I am trying to trace the below python model with both the functions so that i can run it in c++
class DecoderRNN(nn.Module):
def __init__(self, EMBEDDING_DIM, HIDDEN_DIM, VOCAB_SIZE, num_layers, MAX_SEG_LENGTH=20):
# Set the hyper-parameters and build the layers.
super(DecoderRNN, self).__init__()
self.embed = nn.Embedding(VOCAB_SIZE, EMBEDDING_DIM)
self.lstm = nn.LSTM(EMBEDDING_DIM, HIDDEN_DIM, num_layers, batch_first=True)
self.linear = nn.Linear(HIDDEN_DIM, VOCAB_SIZE)
self.logsoftmax = nn.LogSoftmax(dim=1)
self.MAX_SEG_LENGTH = MAX_SEG_LENGTH
self.VOCAB_SIZE = VOCAB_SIZE
def forward(self, features, captions, lengths):
# Decode image feature vectors and generates captions.
embeddings = self.embed(captions)
embeddings = torch.cat((features.unsqueeze(1), embeddings), 1)
packed = pack_padded_sequence(embeddings, lengths, batch_first=True)
hiddens, _ = self.lstm(packed)
outputs = self.linear(hiddens[0])
return outputs
def beam_search(self, features, BEAM_SIZE, END_ID, states=None):
# Generate captions for given image features using beam search.
device = features.device
inputs = features.unsqueeze(1)
VOCAB_SIZE = self.VOCAB_SIZE
# Prepare the first beam
# We expect the first token is <start>, so we choose only the one with the highest probability (it should be <start>)

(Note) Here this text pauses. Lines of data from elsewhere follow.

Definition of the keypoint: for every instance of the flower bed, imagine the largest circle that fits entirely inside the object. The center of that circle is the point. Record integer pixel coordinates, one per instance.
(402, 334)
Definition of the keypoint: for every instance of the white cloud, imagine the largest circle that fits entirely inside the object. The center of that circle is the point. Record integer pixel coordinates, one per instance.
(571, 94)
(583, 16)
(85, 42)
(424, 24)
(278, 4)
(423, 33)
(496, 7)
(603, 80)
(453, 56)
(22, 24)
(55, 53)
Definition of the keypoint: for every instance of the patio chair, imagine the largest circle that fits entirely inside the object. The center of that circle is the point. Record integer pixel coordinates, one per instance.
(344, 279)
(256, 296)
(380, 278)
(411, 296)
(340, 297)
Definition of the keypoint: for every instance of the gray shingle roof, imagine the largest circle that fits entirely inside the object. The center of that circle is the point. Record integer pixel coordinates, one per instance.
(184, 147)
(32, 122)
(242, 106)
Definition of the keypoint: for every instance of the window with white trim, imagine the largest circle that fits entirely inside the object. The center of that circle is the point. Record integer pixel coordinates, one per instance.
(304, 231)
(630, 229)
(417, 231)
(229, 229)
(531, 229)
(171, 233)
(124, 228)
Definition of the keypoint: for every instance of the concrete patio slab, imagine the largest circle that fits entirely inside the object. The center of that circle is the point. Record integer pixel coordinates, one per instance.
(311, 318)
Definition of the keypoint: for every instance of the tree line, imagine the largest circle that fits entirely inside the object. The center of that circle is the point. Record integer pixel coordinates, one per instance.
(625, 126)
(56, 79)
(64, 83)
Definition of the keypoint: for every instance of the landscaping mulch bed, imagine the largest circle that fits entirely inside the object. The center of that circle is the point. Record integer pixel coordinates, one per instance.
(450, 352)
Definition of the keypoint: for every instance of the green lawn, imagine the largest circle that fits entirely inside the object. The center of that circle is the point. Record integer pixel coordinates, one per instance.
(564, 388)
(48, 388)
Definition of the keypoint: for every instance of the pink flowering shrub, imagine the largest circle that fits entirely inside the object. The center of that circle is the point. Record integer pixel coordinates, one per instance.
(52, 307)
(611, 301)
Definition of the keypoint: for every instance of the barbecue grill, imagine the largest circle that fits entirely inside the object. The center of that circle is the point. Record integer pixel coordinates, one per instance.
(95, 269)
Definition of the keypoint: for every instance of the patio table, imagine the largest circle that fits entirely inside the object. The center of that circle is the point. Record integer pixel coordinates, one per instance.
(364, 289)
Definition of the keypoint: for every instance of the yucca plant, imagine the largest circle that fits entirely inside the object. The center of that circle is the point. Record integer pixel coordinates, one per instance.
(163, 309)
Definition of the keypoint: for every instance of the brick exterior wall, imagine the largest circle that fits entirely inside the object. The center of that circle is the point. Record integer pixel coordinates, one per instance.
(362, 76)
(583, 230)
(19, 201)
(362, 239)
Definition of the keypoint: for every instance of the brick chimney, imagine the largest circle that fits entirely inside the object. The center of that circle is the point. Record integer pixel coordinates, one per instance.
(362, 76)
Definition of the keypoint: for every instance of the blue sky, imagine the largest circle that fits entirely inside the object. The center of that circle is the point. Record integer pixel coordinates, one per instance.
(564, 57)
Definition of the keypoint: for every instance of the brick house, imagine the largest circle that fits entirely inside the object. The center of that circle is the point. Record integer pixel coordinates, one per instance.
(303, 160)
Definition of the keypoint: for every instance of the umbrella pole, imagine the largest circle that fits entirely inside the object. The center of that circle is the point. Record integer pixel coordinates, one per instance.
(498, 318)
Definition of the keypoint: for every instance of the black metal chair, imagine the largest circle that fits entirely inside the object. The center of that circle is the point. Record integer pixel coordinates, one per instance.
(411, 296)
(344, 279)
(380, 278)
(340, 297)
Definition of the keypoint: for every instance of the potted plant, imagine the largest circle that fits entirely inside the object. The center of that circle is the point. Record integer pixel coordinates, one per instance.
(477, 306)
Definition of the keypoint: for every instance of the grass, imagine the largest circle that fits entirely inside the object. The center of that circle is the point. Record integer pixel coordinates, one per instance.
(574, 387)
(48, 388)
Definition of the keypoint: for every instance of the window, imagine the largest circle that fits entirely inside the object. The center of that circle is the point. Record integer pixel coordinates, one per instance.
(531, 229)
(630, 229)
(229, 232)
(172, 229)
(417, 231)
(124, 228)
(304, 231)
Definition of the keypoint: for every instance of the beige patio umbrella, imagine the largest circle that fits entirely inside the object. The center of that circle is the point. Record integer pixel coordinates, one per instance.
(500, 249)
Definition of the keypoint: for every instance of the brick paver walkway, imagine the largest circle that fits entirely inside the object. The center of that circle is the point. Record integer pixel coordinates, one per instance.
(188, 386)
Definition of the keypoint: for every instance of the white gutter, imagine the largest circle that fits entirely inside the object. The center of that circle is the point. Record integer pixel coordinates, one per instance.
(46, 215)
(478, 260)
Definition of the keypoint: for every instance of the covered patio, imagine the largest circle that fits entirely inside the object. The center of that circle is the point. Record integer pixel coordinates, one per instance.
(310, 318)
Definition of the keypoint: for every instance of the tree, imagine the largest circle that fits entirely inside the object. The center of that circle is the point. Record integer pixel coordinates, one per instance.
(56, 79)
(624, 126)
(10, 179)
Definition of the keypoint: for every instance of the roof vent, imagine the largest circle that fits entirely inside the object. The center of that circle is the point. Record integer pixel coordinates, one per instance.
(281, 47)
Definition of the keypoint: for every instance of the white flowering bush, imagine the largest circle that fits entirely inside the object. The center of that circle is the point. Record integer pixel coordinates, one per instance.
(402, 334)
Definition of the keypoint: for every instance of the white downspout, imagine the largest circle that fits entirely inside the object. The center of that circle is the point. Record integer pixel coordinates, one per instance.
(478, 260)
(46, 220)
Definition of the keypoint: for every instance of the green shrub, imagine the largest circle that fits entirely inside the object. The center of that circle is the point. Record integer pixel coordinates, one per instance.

hiddens, states = self.lstm(inputs, states) # hiddens: (1, 1, HIDDEN_DIM)
outputs = self.linear(hiddens.squeeze(1)) # outputs: (1, VOCAB_SIZE)
outputs = self.logsoftmax(outputs)
prob, predicted = outputs.max(1) # predicted: (1)
sampled_ids = [(predicted, prob)]
beam = [(self.embed(s).unsqueeze(1), states) for s, _ in sampled_ids] # beam: [(inputs, states)]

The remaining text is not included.